Goal
GoalMiddleware keeps an agent running autonomously until a completion
condition is met. A separate evaluator model (e.g. Haiku) judges
whether the condition has been achieved — the worker model is not grading
its own homework.
Inspired by Claude Code's /goal command: set a condition, let the agent
work, stop when a second model says the condition is satisfied.
Basic setup
from cubepi import Agent
from cubepi.providers.anthropic import AnthropicProvider
from cubepi.middleware.goal import GoalMiddleware
provider = AnthropicProvider(api_key="...")
goal = GoalMiddleware(
evaluator=provider.model("claude-haiku-4-5-20251001"),
max_evaluations=10,
)
agent = Agent(
model=provider.model("claude-sonnet-4-6"),
middleware=[goal],
tools=[...],
)
# /goal prefix activates goal mode
await agent.prompt("/goal all tests in tests/auth pass and ruff check is clean")
# Check outcome
print(agent.state.extra["goal"])
# {"status": "achieved", "condition": "all tests in ...", "evaluations": 2, ...}
How it works
Activation
GoalMiddleware activates when the user message starts with /goal .
Everything after the prefix is the completion condition.
# Goal mode — evaluator will judge this condition
await agent.prompt("/goal make the homepage load in under 2 seconds")
# Normal mode — middleware is fully transparent
await agent.prompt("fix the bug in auth.py")
The /goal prefix is stripped before the worker sees the message.
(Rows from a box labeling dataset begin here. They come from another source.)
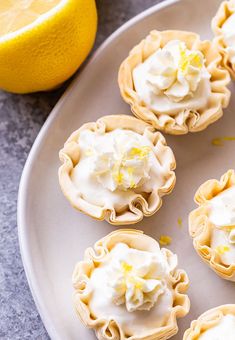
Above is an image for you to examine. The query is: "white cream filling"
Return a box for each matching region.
[221,13,235,64]
[88,243,174,336]
[198,314,235,340]
[133,40,211,115]
[71,129,166,211]
[209,186,235,265]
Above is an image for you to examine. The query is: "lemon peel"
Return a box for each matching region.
[0,0,97,93]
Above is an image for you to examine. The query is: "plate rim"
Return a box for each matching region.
[17,0,184,340]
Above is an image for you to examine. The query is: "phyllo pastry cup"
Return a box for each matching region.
[59,115,176,225]
[118,30,230,135]
[183,304,235,340]
[212,0,235,79]
[73,229,190,340]
[189,170,235,281]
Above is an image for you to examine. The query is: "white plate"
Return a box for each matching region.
[18,0,235,340]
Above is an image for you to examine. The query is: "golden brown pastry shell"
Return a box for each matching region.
[59,115,176,225]
[211,0,235,80]
[73,229,190,340]
[189,170,235,281]
[183,304,235,340]
[118,30,230,135]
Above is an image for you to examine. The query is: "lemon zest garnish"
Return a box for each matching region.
[215,245,230,255]
[179,46,203,73]
[159,235,172,246]
[121,261,133,274]
[211,136,235,146]
[177,217,183,228]
[130,146,151,159]
[113,171,124,185]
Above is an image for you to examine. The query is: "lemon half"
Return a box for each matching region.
[0,0,97,93]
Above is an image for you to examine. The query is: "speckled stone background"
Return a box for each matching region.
[0,0,161,340]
The
worker receives only the condition text as its work directive.
Evaluation loop
After the worker finishes a complete run (all tool calls exhausted):
- The evaluator reads the condition + last 20 messages from the conversation.
- It returns
{achieved: bool, reason: str}via structured output. - If achieved — the loop ends, status is
"achieved". - If not achieved and evaluations remain — feedback is injected
(
"Goal not yet met: {reason}. Continue working.") and the worker resumes. - If max_evaluations reached — the loop ends, status is
"exhausted".
Worker run → on_run_end → evaluator judges
├─ achieved=True → stop (status: "achieved")
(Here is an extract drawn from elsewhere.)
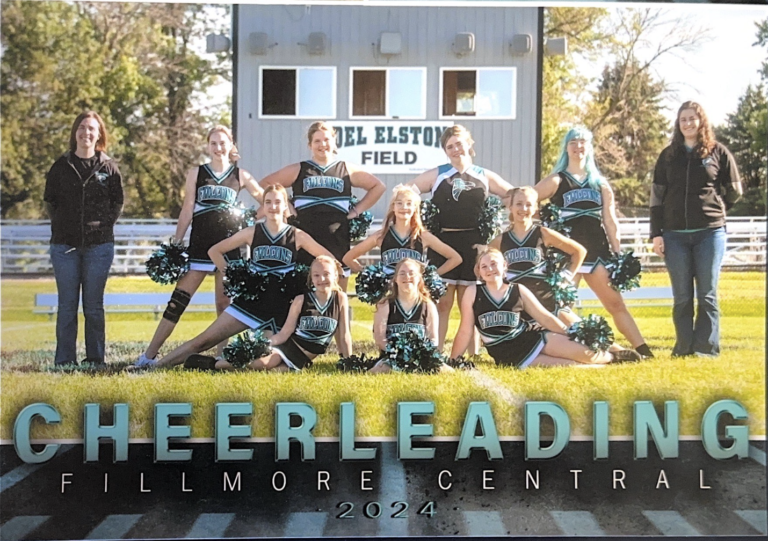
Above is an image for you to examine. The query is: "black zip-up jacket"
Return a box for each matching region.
[651,143,742,238]
[43,152,123,248]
├─ achieved=False → inject feedback, continue
└─ max evals hit → stop (status: "exhausted")
Parameters
| Parameter | Type | Default | Description |
|---|---|---|---|
evaluator | BoundModel | required | Model that judges the condition |
max_evaluations | int | 10 | Safety cap on evaluator calls |
Use a fast, cheap model for the evaluator (e.g. Haiku). It only reads the conversation transcript — it cannot call tools.
Reading the outcome
After agent.prompt() returns, check agent.state.extra["goal"]:
goal_state = agent.state.extra["goal"]
match goal_state["status"]:
case "achieved":
print(f"Done in {goal_state['evaluations']} evaluations")
print(f"Reason: {goal_state['last_reason']}")
case "exhausted":
print(f"Gave up after {goal_state['max_evaluations']} evaluations")
print(f"Last reason: {goal_state['last_reason']}")
Full state shape:
{
"status": "achieved" | "active" | "exhausted",
"condition": "all tests pass...",
"evaluations": 3,
"max_evaluations": 10,
"last_reason": "2 tests still failing in test_auth.py",
}
Tracing
GoalMiddleware declares its evaluator via extra_llm_calls(), so the
tracing Recorder can subscribe to the evaluator's provider and attribute
evaluation spans correctly — they show up as evaluator calls, not worker
calls.
Tips
- Keep conditions specific and verifiable. "All tests pass" is better than "code works well." The evaluator judges from transcript text, not by running tools.
- Use a cheap evaluator. Haiku is usually sufficient — the judgment is binary (achieved/not) with a short reason.
- Set
max_evaluationsconservatively. The default of 10 prevents runaway loops. Increase only when you expect the agent to need many iterations. - Combine with other middleware. GoalMiddleware composes with
TodoListMiddleware, compaction, etc. via standard middleware composition.